Saturday, August 20, 2011
To Sleep by John Keats explication?
Take a deep breath. Read the poem aloud slowly. Now you can face the nasty bits: The question actually asks for two different things, each of which could easily fill 4-6 pages. First, explication means that you look in detail at how the text is put together, rhythm, rhyme scheme, sentence structure, word choice. Second, SOAPS asks you to look at the rhetorical situation: who is writing about what for whom with what purpose? If you only have 2 pages, start with SOAPS. As you answer each question, pull out some of the words, phrases or lines that led you to the answer. For example, you say the poem is mostly about death. Ask yourself why you think that - there are obvious clues like "soft embalmer" in the first line. Pick out a couple others and you have a paragraph on the subject. But you know it is only "mostly" about death. What make you think there is something else? "soothest Sleep" is one possible answer. As you look for details on that - which could be a second paragraph on the subject - you will see that the same details tell about the events in the poem - unless you have some outside information, that is going to be the "occasion," the poet going to bed.

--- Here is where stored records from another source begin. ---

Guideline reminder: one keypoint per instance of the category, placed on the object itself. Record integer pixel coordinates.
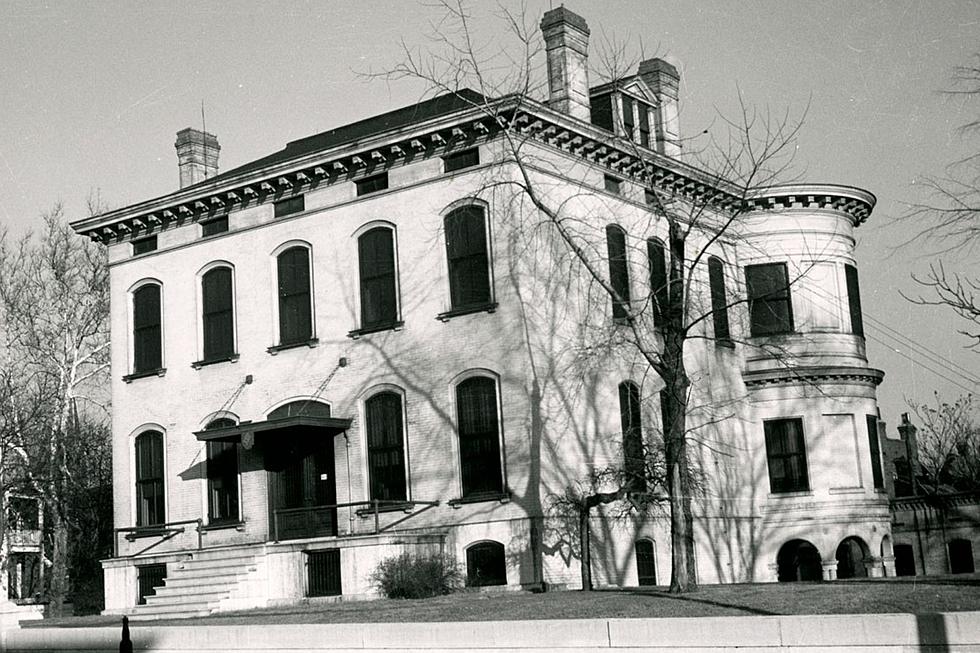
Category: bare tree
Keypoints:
(54, 310)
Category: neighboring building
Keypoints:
(362, 345)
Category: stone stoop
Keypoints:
(207, 582)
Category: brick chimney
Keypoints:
(664, 80)
(197, 156)
(566, 38)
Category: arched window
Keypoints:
(295, 308)
(659, 282)
(150, 496)
(147, 345)
(218, 319)
(479, 436)
(719, 299)
(468, 256)
(619, 274)
(632, 422)
(222, 473)
(376, 264)
(646, 562)
(386, 446)
(486, 564)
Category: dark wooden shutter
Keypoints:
(295, 314)
(469, 269)
(479, 436)
(719, 299)
(386, 454)
(376, 261)
(147, 348)
(218, 318)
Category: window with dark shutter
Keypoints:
(386, 449)
(479, 436)
(295, 311)
(854, 300)
(376, 263)
(619, 275)
(218, 314)
(631, 419)
(469, 261)
(222, 472)
(147, 347)
(786, 455)
(149, 479)
(719, 299)
(770, 309)
(659, 283)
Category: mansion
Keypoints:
(370, 343)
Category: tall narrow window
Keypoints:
(631, 419)
(719, 299)
(786, 453)
(376, 264)
(469, 261)
(770, 309)
(386, 448)
(854, 300)
(619, 274)
(479, 436)
(295, 312)
(147, 348)
(659, 282)
(149, 479)
(222, 477)
(218, 314)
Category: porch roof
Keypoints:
(278, 426)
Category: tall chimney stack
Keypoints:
(664, 80)
(566, 38)
(197, 156)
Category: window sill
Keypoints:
(160, 371)
(466, 310)
(233, 358)
(275, 349)
(390, 326)
(482, 497)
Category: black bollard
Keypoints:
(125, 645)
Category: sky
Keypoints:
(93, 93)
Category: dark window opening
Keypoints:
(786, 453)
(486, 565)
(719, 299)
(619, 275)
(144, 245)
(854, 300)
(295, 311)
(376, 263)
(371, 184)
(216, 226)
(479, 436)
(460, 160)
(218, 317)
(469, 261)
(770, 309)
(288, 206)
(150, 496)
(147, 346)
(386, 450)
(631, 419)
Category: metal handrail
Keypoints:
(375, 504)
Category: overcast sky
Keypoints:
(92, 94)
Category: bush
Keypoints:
(408, 576)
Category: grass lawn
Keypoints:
(918, 596)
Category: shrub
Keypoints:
(409, 576)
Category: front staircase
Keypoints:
(205, 582)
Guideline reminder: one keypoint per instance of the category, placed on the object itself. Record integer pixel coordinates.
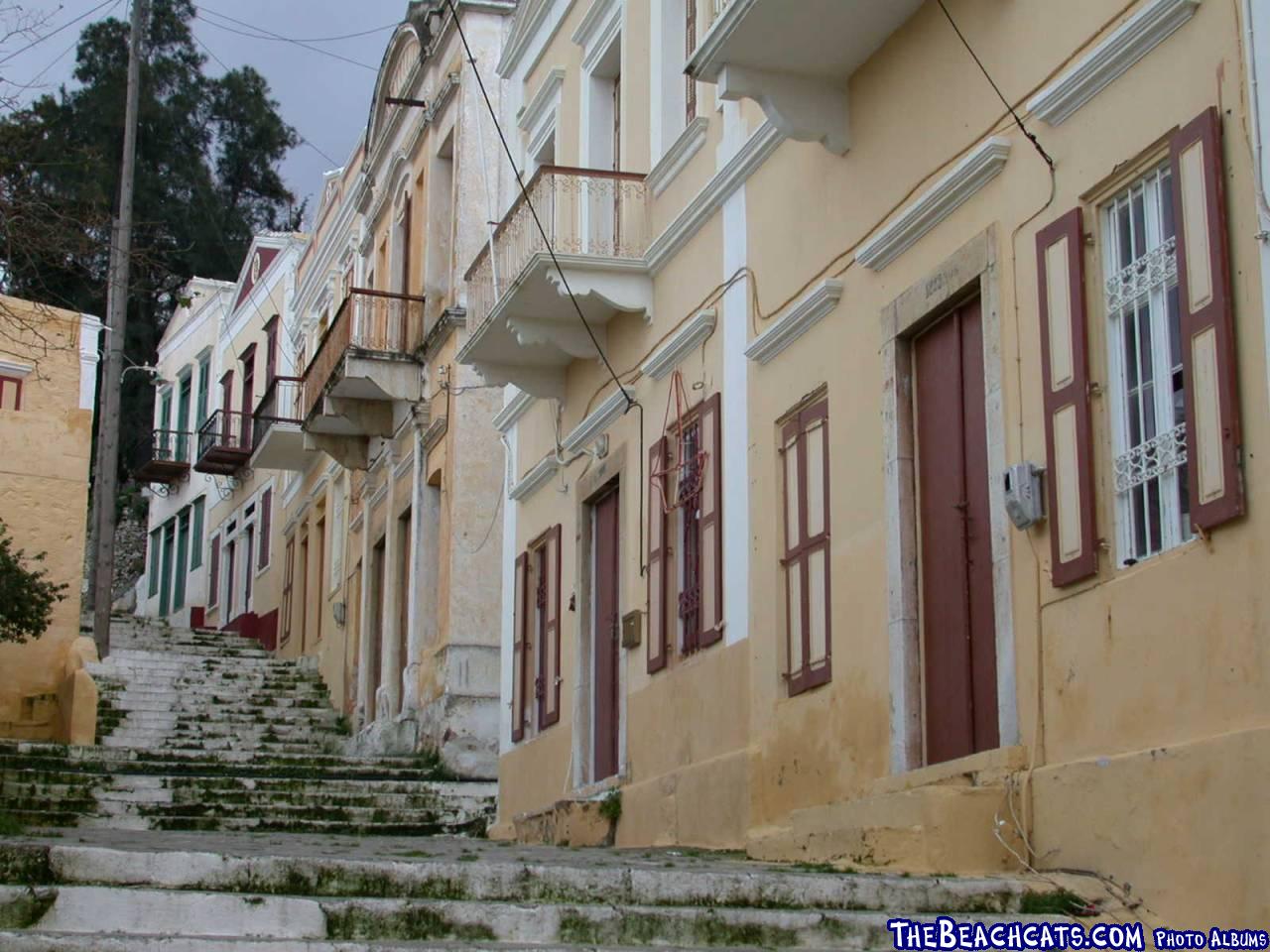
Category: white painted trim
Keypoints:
(679, 155)
(597, 421)
(603, 21)
(975, 171)
(1127, 45)
(535, 479)
(685, 340)
(756, 150)
(513, 409)
(544, 102)
(797, 322)
(90, 340)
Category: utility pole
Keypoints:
(116, 321)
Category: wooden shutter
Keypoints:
(1066, 380)
(1213, 436)
(266, 526)
(710, 524)
(806, 466)
(658, 602)
(213, 572)
(550, 702)
(521, 645)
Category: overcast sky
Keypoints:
(325, 98)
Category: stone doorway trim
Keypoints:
(969, 272)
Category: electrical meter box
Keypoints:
(1024, 500)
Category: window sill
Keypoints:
(677, 157)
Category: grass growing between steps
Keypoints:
(23, 911)
(403, 924)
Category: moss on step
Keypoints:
(649, 928)
(1058, 902)
(23, 911)
(411, 924)
(26, 866)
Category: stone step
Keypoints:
(479, 871)
(96, 909)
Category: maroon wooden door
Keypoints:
(957, 624)
(606, 636)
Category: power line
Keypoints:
(525, 195)
(54, 33)
(1005, 102)
(271, 35)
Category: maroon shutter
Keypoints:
(657, 595)
(552, 631)
(213, 572)
(521, 645)
(266, 526)
(1209, 366)
(1066, 380)
(710, 524)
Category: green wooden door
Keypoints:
(169, 543)
(182, 567)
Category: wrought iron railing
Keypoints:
(282, 403)
(367, 320)
(226, 433)
(583, 212)
(162, 453)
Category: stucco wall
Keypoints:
(45, 451)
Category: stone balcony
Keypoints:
(795, 60)
(524, 327)
(363, 375)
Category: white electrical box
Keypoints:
(1024, 500)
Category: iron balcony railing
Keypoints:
(282, 403)
(162, 457)
(583, 212)
(375, 321)
(223, 442)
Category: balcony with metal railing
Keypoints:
(797, 60)
(525, 329)
(223, 443)
(367, 359)
(277, 434)
(163, 457)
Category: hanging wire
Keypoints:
(987, 75)
(525, 195)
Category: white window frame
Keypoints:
(1161, 458)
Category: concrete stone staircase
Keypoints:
(200, 730)
(200, 893)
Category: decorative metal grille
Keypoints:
(1155, 270)
(1152, 458)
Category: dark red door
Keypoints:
(606, 636)
(957, 624)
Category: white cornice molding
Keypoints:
(975, 171)
(683, 343)
(603, 21)
(797, 322)
(597, 421)
(679, 155)
(1127, 45)
(758, 148)
(513, 411)
(525, 28)
(535, 479)
(544, 102)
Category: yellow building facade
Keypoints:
(920, 526)
(48, 389)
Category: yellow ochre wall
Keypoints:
(45, 447)
(1139, 696)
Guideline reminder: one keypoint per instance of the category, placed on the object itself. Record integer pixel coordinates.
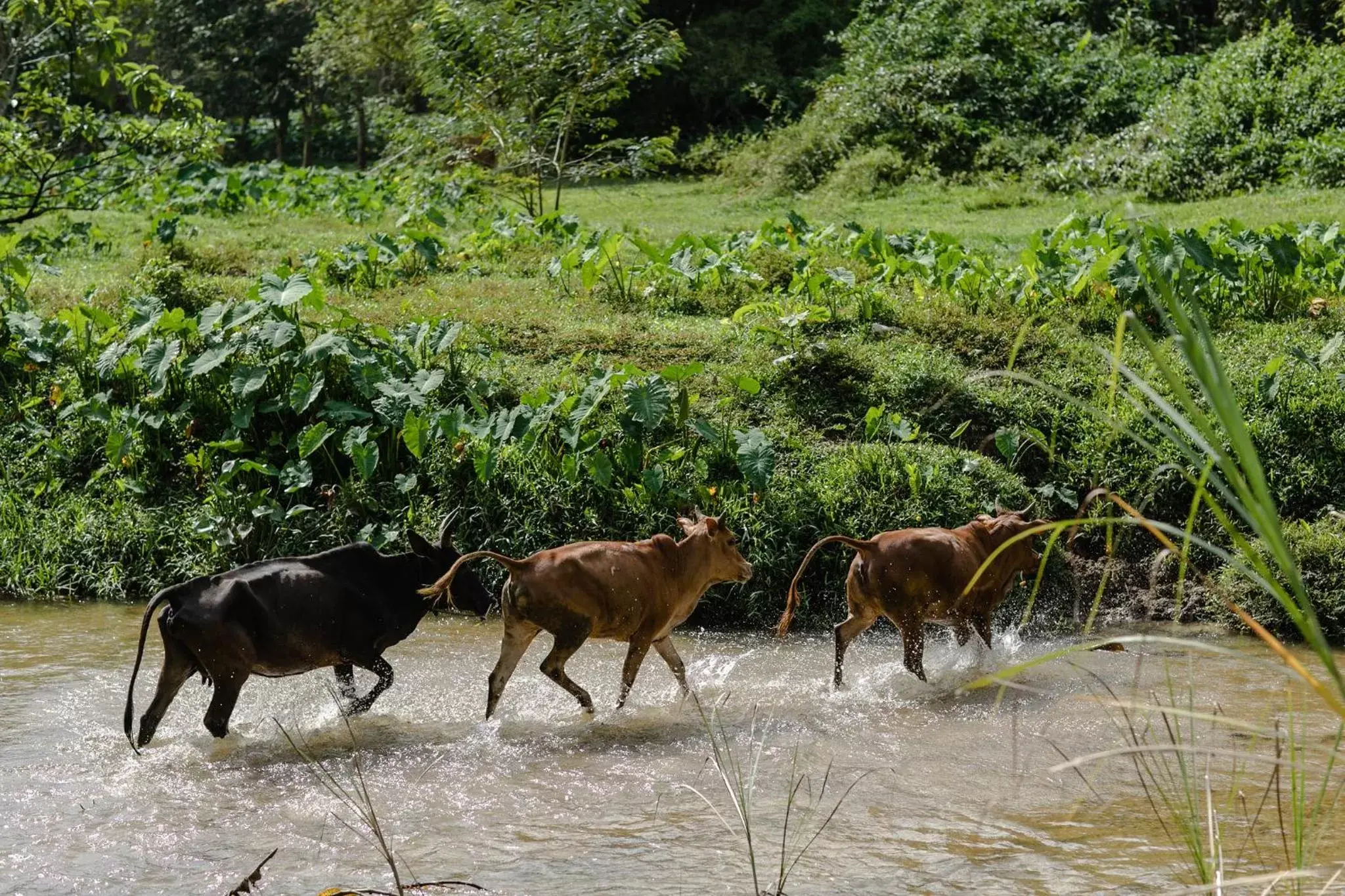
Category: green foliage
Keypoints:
(1255, 105)
(537, 79)
(938, 79)
(77, 119)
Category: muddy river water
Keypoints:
(548, 801)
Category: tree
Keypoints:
(359, 50)
(241, 56)
(78, 121)
(539, 77)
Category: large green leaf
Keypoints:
(248, 379)
(278, 333)
(156, 360)
(304, 391)
(313, 438)
(600, 468)
(295, 476)
(365, 457)
(284, 292)
(416, 435)
(210, 359)
(649, 400)
(757, 457)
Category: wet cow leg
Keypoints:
(345, 680)
(568, 640)
(670, 656)
(178, 667)
(384, 671)
(518, 636)
(634, 657)
(222, 704)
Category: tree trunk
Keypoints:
(244, 144)
(361, 135)
(282, 131)
(309, 135)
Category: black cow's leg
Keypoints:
(518, 634)
(345, 680)
(568, 640)
(178, 667)
(385, 680)
(634, 657)
(228, 685)
(670, 656)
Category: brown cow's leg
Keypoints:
(345, 680)
(670, 656)
(178, 668)
(854, 625)
(385, 680)
(518, 634)
(568, 640)
(984, 628)
(912, 647)
(634, 657)
(228, 684)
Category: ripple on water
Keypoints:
(548, 800)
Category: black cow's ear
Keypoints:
(420, 545)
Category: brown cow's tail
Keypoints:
(440, 587)
(793, 602)
(141, 652)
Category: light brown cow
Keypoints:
(914, 576)
(635, 591)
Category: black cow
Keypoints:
(341, 609)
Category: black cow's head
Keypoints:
(467, 593)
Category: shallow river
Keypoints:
(548, 801)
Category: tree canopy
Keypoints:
(77, 119)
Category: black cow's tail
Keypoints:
(440, 587)
(141, 652)
(793, 601)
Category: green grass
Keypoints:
(529, 335)
(979, 215)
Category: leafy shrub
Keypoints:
(1320, 160)
(173, 285)
(940, 79)
(873, 172)
(1231, 125)
(1320, 550)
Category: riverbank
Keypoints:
(546, 800)
(218, 389)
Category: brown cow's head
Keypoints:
(722, 558)
(997, 530)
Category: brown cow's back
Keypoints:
(623, 587)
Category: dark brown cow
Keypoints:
(341, 609)
(635, 591)
(914, 576)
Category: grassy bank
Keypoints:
(565, 382)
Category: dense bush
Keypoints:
(844, 393)
(1255, 105)
(939, 79)
(1320, 548)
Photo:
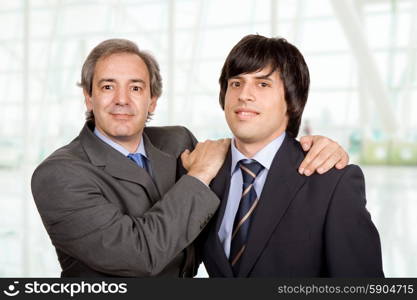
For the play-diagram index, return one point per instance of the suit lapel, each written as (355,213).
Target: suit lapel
(281,185)
(220,186)
(114,163)
(163,166)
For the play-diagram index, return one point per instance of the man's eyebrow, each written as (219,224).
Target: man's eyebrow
(138,80)
(267,77)
(106,80)
(236,77)
(135,80)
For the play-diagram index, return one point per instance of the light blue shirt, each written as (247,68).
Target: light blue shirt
(264,157)
(120,148)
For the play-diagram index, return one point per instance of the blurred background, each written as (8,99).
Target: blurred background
(362,57)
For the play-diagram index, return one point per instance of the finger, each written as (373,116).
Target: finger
(184,155)
(312,154)
(306,142)
(328,164)
(343,161)
(321,158)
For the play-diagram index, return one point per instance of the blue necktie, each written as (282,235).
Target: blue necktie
(139,159)
(247,206)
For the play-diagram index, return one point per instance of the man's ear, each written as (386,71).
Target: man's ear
(88,100)
(152,104)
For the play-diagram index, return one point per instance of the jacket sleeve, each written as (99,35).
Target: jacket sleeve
(84,224)
(352,244)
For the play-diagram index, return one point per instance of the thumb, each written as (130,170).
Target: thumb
(306,142)
(185,155)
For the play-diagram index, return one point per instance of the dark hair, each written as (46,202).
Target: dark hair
(255,52)
(114,46)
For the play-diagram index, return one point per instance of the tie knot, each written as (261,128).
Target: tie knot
(137,158)
(250,171)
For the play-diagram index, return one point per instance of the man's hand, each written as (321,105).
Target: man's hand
(323,155)
(206,159)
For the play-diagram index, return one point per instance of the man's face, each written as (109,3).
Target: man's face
(255,107)
(121,96)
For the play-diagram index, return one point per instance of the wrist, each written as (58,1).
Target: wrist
(202,176)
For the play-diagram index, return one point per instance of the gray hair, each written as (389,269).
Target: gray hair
(114,46)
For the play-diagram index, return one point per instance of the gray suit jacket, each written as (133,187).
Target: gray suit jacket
(107,216)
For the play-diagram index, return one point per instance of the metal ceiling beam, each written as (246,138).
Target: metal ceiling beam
(366,63)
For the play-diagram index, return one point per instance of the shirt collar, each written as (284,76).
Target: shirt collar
(264,156)
(118,147)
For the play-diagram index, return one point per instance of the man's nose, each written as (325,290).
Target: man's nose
(246,93)
(121,96)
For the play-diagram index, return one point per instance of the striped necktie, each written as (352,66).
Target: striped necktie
(247,205)
(139,159)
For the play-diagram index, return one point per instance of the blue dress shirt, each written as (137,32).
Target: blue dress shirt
(121,149)
(264,157)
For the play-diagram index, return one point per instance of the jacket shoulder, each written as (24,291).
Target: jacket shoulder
(171,139)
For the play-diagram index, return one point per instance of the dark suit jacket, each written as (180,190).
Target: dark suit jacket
(107,216)
(314,226)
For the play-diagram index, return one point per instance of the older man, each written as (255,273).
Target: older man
(116,200)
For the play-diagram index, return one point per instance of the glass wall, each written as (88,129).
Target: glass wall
(362,60)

If you work down the list, find at least two details for each of the five items, and put them into decent sentences, you will wind up with 5 or 6 paragraphs. Then add a sentence or two of introduction (I always write introductions last) and a sentence or two of conclusion. By then,you'll probably have your two pages. If you're short, go back to any lines you haven't already included, ask what you can say about them, and put that into the appropriate paragraph. And although you will have rightly ignored that scary word, explication, you will have the basis of a good explication.